My daughters and I are working through The Creative Entrepreneur together. I was just writing down the answers, because I’m not that visual, but #2 daughter, having attended a seminar on how to create a business plan and having discovered strong similarities between this book and that seminar, persuaded me to jump in and attempt to do the stuff they recommend.
I’m putting these here to send on to my fellow book club folks, and for my future self, but you’re welcome to check them out if you want. You know I’m no good at this sort of thing, so you won’t hold it against me.
Here’s step 1: exploring heart and meaning — what your most meaningful and empassioned work would be like.
For me, it’s gathering, sysnthesizing, analyzing, and disseminating information in creative ways that help other meet their goals.
I’ve included what Kipling said was the motto of the mongoose: “Run and Find Out,” along with the mongoose crest of some royal military outfit that says, “Danger is Our Opportunity,” which strikes me as a fitting touch for beginning a business during an economic downturn. Also, loyalty, which I think is one of the things that makes me a good partner to my clients on a heart and meaning level.
For step 2, we explore gifts and flow: what we’re good at. Also what makes us feel like we’re swimming against the current.
For me, this was an easy one. I’m old enough to know what I’m good at and what I’m not good at.
Then I guess you need some ideas on how to get the going-against-the-current stuff to flow more easily, in cases where you have to do it.
Marcus Buckingham has some interesting and useful things to say on this subject.
The next section is on value and profitability. What’s your USP? I’ve been in business long enough to know that, too. I offer real solutions to problems small businesses face, with good quality, integrity, and sincere concern for my clients.

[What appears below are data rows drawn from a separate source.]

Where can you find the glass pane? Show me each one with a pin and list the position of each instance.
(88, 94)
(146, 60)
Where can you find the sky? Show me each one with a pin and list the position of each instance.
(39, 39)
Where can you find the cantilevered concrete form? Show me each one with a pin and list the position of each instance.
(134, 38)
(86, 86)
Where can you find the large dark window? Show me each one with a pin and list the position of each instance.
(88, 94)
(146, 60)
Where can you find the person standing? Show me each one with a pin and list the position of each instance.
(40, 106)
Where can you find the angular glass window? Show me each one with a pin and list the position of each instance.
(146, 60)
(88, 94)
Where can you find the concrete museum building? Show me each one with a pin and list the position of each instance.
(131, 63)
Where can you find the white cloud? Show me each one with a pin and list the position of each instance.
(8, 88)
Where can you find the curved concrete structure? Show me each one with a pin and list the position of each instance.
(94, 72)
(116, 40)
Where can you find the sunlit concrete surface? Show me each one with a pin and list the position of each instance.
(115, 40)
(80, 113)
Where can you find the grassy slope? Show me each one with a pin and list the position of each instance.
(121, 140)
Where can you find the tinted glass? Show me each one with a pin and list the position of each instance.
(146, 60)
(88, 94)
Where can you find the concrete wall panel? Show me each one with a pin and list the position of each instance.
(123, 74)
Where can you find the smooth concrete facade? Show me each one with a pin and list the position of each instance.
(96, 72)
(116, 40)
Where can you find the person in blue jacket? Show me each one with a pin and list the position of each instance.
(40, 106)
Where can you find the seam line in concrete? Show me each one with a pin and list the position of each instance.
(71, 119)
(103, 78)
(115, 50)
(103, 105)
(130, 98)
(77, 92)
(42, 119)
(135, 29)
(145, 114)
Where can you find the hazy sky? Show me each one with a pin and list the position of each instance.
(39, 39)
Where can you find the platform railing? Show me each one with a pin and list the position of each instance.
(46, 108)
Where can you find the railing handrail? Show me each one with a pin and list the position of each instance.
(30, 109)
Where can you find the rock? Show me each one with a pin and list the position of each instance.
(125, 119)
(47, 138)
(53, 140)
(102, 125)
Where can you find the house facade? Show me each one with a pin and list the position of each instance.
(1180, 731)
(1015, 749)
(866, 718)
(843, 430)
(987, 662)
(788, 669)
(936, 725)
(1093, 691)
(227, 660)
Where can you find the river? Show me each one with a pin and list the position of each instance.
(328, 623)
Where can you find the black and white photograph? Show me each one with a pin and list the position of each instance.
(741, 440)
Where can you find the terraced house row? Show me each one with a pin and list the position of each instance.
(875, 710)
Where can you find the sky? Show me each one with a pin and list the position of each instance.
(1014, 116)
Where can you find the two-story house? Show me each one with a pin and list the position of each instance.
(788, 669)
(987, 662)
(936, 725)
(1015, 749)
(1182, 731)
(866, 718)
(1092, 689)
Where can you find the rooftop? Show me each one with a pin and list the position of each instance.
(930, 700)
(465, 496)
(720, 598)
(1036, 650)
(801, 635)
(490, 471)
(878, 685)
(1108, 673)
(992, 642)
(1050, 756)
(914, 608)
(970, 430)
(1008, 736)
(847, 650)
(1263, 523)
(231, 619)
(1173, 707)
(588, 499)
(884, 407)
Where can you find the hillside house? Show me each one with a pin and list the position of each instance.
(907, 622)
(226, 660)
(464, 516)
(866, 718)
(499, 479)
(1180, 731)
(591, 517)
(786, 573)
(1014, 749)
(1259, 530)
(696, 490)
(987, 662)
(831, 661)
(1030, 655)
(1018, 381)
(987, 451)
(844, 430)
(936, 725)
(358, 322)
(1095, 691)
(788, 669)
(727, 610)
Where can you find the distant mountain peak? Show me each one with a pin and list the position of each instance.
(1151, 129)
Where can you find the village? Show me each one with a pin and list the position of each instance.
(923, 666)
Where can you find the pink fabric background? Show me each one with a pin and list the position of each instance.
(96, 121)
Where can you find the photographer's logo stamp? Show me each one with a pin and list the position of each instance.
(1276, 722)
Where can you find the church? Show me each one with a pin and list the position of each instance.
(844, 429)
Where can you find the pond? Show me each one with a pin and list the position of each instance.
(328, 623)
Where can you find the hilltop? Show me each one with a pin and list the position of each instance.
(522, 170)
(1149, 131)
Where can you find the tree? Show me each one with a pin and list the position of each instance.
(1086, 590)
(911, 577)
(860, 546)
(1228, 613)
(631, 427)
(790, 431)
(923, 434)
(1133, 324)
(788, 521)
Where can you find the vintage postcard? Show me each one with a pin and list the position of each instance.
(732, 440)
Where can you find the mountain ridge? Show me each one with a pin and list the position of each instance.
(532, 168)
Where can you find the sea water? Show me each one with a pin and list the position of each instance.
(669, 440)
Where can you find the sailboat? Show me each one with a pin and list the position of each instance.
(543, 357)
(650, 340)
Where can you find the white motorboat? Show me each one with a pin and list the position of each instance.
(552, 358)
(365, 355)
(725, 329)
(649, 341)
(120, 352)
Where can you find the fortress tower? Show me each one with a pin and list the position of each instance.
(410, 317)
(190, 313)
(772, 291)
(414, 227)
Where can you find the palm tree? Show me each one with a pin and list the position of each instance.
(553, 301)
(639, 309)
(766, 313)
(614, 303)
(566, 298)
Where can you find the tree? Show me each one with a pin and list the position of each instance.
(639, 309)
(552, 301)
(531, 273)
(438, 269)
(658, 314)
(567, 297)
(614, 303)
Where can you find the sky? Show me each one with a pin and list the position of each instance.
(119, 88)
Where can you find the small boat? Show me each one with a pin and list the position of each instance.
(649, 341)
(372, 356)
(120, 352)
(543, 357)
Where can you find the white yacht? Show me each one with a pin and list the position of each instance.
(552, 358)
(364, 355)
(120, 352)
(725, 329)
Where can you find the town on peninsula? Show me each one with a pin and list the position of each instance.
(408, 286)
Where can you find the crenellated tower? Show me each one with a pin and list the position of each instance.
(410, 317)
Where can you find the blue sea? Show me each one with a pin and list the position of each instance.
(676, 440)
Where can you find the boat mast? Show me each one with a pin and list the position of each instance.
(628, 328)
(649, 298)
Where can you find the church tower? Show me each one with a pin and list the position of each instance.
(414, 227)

That’s worth a lot in my field. Many of my competitors offer poor quality, shadiness, and a desire to get the most money from clients with the least effort. Sorry to say that, but it’s true. As with construction work, my field is one in which a company that does a good job, on time, within the budget stands out. Add respectful behavior and you’ve beaten most of the competition right out of the box.
I’m working in a growth industry, providing a useful service at a reasonable rate.

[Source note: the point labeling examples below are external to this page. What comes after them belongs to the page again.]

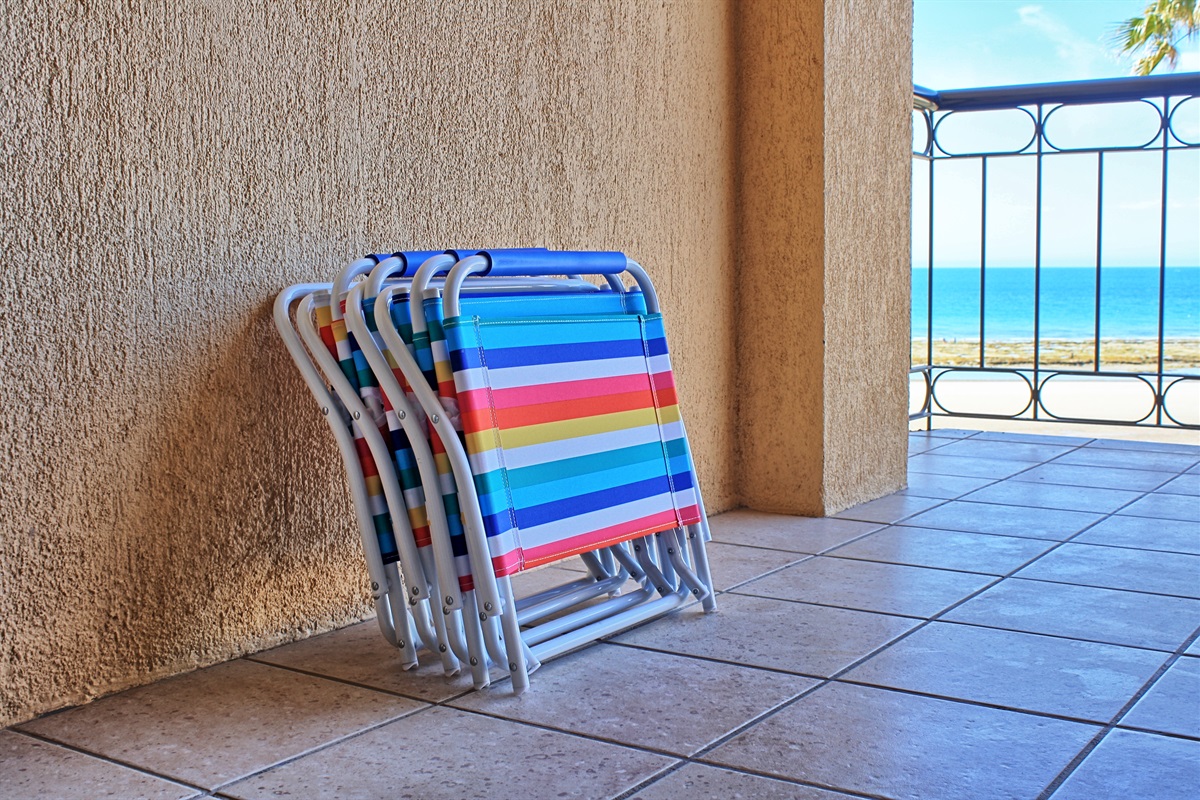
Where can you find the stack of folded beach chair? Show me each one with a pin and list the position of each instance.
(497, 411)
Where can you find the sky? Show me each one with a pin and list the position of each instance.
(967, 43)
(972, 43)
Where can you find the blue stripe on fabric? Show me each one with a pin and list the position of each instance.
(511, 331)
(569, 486)
(540, 354)
(387, 540)
(535, 474)
(591, 501)
(551, 304)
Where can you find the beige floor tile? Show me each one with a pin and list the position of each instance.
(945, 549)
(445, 753)
(360, 655)
(868, 585)
(898, 745)
(733, 564)
(773, 633)
(652, 699)
(1005, 519)
(701, 781)
(216, 725)
(1173, 703)
(35, 770)
(1129, 764)
(1131, 618)
(1085, 680)
(889, 509)
(783, 533)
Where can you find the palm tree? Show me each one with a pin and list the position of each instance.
(1164, 24)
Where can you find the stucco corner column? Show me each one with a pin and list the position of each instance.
(825, 94)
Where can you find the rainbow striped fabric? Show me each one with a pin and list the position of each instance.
(337, 341)
(573, 428)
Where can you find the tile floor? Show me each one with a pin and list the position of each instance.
(1020, 623)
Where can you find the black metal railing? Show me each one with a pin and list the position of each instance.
(1031, 209)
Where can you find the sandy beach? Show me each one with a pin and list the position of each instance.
(1119, 355)
(1083, 397)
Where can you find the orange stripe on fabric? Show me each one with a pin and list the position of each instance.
(565, 390)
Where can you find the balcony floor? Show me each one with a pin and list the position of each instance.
(1020, 623)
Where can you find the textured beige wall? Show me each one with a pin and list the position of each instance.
(169, 498)
(823, 113)
(868, 116)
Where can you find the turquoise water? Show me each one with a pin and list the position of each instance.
(1128, 302)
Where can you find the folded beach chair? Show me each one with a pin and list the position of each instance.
(376, 531)
(605, 577)
(570, 444)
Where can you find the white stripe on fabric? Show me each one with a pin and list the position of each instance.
(552, 373)
(551, 451)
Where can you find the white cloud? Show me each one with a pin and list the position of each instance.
(1189, 61)
(1080, 54)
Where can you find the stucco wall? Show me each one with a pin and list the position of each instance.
(171, 498)
(823, 205)
(868, 112)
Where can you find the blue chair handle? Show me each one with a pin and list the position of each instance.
(413, 259)
(544, 262)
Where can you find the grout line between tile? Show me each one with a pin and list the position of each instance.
(318, 749)
(1081, 756)
(111, 759)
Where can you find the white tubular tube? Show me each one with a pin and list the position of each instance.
(478, 552)
(431, 268)
(384, 270)
(418, 587)
(346, 277)
(328, 405)
(400, 618)
(435, 509)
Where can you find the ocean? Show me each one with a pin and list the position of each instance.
(1128, 302)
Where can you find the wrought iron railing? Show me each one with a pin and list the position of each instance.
(1077, 229)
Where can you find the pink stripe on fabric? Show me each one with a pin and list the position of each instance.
(568, 390)
(606, 536)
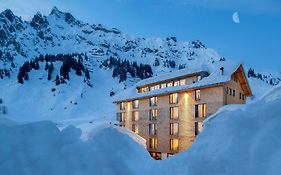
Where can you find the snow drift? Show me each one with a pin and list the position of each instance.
(41, 148)
(244, 140)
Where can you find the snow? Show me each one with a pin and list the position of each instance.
(238, 139)
(40, 148)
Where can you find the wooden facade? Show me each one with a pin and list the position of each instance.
(170, 125)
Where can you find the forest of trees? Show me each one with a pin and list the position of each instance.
(253, 74)
(122, 68)
(69, 62)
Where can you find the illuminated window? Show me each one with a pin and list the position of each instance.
(182, 82)
(153, 143)
(176, 83)
(122, 106)
(200, 110)
(198, 127)
(153, 113)
(174, 128)
(135, 104)
(135, 116)
(174, 112)
(163, 85)
(174, 144)
(153, 101)
(152, 129)
(197, 94)
(170, 84)
(135, 128)
(144, 89)
(121, 117)
(157, 87)
(173, 98)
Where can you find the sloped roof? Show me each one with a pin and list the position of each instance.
(170, 76)
(215, 78)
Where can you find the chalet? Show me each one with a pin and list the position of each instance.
(168, 110)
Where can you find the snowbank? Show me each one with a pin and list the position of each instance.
(41, 148)
(240, 141)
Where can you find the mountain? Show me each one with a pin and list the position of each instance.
(112, 60)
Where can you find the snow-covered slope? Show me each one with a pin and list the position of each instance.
(60, 32)
(237, 140)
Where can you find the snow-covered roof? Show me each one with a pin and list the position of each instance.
(215, 78)
(170, 75)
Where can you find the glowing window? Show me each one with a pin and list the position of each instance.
(174, 112)
(173, 98)
(174, 144)
(174, 128)
(153, 114)
(135, 116)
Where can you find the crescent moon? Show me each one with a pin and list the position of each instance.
(236, 18)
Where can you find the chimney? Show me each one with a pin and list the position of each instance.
(222, 70)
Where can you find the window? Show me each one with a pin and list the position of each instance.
(155, 87)
(169, 84)
(182, 82)
(173, 98)
(135, 128)
(200, 110)
(153, 113)
(120, 117)
(198, 127)
(197, 94)
(152, 129)
(174, 128)
(135, 104)
(163, 85)
(153, 143)
(153, 101)
(174, 112)
(174, 144)
(135, 116)
(176, 83)
(122, 106)
(144, 89)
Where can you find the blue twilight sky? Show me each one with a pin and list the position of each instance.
(256, 39)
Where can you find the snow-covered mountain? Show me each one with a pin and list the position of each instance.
(60, 33)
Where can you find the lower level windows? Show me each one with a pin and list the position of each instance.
(135, 128)
(200, 110)
(174, 128)
(152, 129)
(121, 117)
(153, 143)
(198, 127)
(174, 144)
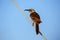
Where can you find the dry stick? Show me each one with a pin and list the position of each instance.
(20, 10)
(44, 38)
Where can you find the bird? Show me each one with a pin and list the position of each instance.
(35, 18)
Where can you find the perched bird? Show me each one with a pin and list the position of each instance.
(35, 18)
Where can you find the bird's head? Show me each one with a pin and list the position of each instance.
(30, 10)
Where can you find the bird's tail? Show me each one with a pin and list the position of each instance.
(37, 28)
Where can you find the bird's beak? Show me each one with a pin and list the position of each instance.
(26, 10)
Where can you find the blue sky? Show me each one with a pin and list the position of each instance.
(14, 26)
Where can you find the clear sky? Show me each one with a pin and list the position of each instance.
(14, 26)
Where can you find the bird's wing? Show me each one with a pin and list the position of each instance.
(35, 17)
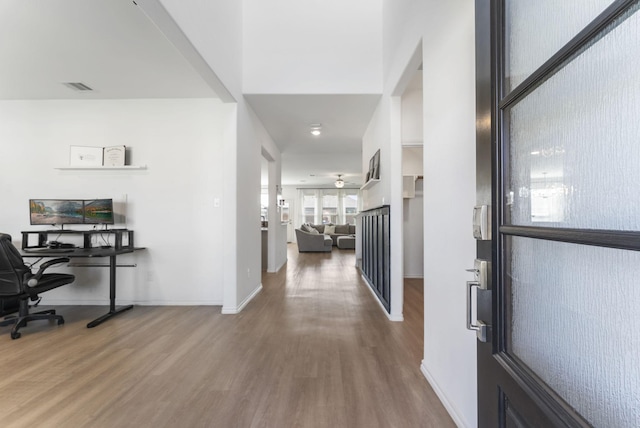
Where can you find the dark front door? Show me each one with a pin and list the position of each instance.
(558, 168)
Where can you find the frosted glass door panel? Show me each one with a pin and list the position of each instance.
(527, 47)
(573, 142)
(574, 322)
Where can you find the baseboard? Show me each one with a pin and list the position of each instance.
(280, 267)
(245, 302)
(122, 302)
(377, 299)
(443, 398)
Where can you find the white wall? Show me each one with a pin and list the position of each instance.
(169, 205)
(413, 232)
(412, 130)
(215, 31)
(446, 31)
(312, 46)
(277, 234)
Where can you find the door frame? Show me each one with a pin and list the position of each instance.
(491, 162)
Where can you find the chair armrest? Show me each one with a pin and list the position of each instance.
(32, 281)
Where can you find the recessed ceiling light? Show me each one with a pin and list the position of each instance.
(78, 86)
(316, 129)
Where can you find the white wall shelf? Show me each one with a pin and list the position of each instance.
(369, 183)
(125, 167)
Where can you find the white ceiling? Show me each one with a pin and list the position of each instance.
(111, 46)
(309, 160)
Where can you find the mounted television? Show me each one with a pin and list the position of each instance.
(70, 211)
(98, 211)
(56, 211)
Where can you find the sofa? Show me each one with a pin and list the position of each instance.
(335, 232)
(309, 242)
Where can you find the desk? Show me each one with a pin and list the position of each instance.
(112, 253)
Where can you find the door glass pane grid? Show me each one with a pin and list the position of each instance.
(573, 145)
(573, 321)
(527, 48)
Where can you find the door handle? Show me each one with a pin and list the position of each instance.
(478, 326)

This section makes me feel optimistic. Like, how could I fail?
I don’t know what things I really need to know and what I should just pay for.
I don’t know, given a shaky list of skills needed, how to learn them all.
I don’t know where to find people with all those skills.
I know some of the tools I need, and have most of them, but I don’t know what else I ought to have, so there are things I think I might ought to buy, but I’m not sure.
This is an area where I’m still learning, clearly. I’ve decided, therefore, to show it as an area of growth. That sounds better, doesn’t it?
I think this was largely for fun I don’t really see a connection to or important implications for my business. However, it was fun.
This was chapter 2.
We’ve actually discussed this section already, the business plan book club and I, but now they can look at the pictures, too.
I went on to chapter three, the current assignment, so I’ll tell you about that tomorrow.
Girls, you could show me your pages, too!
Oh, and also anyone else playing with this book. I’m very interested in what you’re doing.